Homo faber was once proposed as a label for humans specifically to highlight their unique propensity for tool use. However, new observations on complex tool use by the chimpanzees of Loango National Park, Gabon, expand our knowledge about tool-using abilities in Pan troglodytes. Chimpanzees in Loango, when using tools to extract honey from three types of bee nests, were observed to regularly use three- to five-element tool sets. In other words, different types of tools were used sequentially to access a single food source. Such tool sets included multi-function tools that present typical wear for two distinct uses. In addition, chimpanzees exploited underground bee nests and used ground-perforating tools to locate nest chambers that were not visible from the ground surface. These new observations concur with others from Central African chimpanzees to highlight the importance of honey extraction in arguments favoring the emergence of complex tool use in hominoids, including different tool types, expanded tool sets, multifunction tools, and the exploitation of underground resources. This last technique requires sophisticated cognitive abilities concerning unseen objects. A sequential analysis reveals a higher level of complexity in honey extraction than previously proposed for nut cracking or hunting tools, and compares with some technologies attributed to early hominins from the Early and Middle Stone Age. A better understanding of similarities in human and chimpanzee tool use will allow for a greater understanding of tool-using skills that are uniquely human.     

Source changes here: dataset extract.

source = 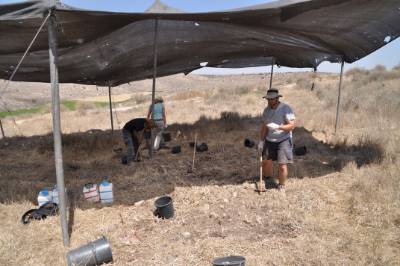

Do chimpanzees cooperate in a learning task?

The aim of this study was to assess the ability of chimpanzees (Pan troglodytes) to cooperate in an instrumental task. A specially constructed fruit distributor was presented to a group of six captive chimpanzees. A cooperative response required two chimpanzees: both had to pull a handle simultaneously to make a fruit fall into the cage. The dominant male of the group and an infant produced most of the operant responses, and the male got nearly all the fruits. Other conspecifics avoided the dominant male at the apparatus. Social influences appear to limit the possibility of co-operation between individuals because a certain level of interindividual tolerance is required. The results revealed a significant increase in the number of pulls each time both chimpanzees were together at the apparatus. Operant chimpanzees learn to coordinate their actions in time and space.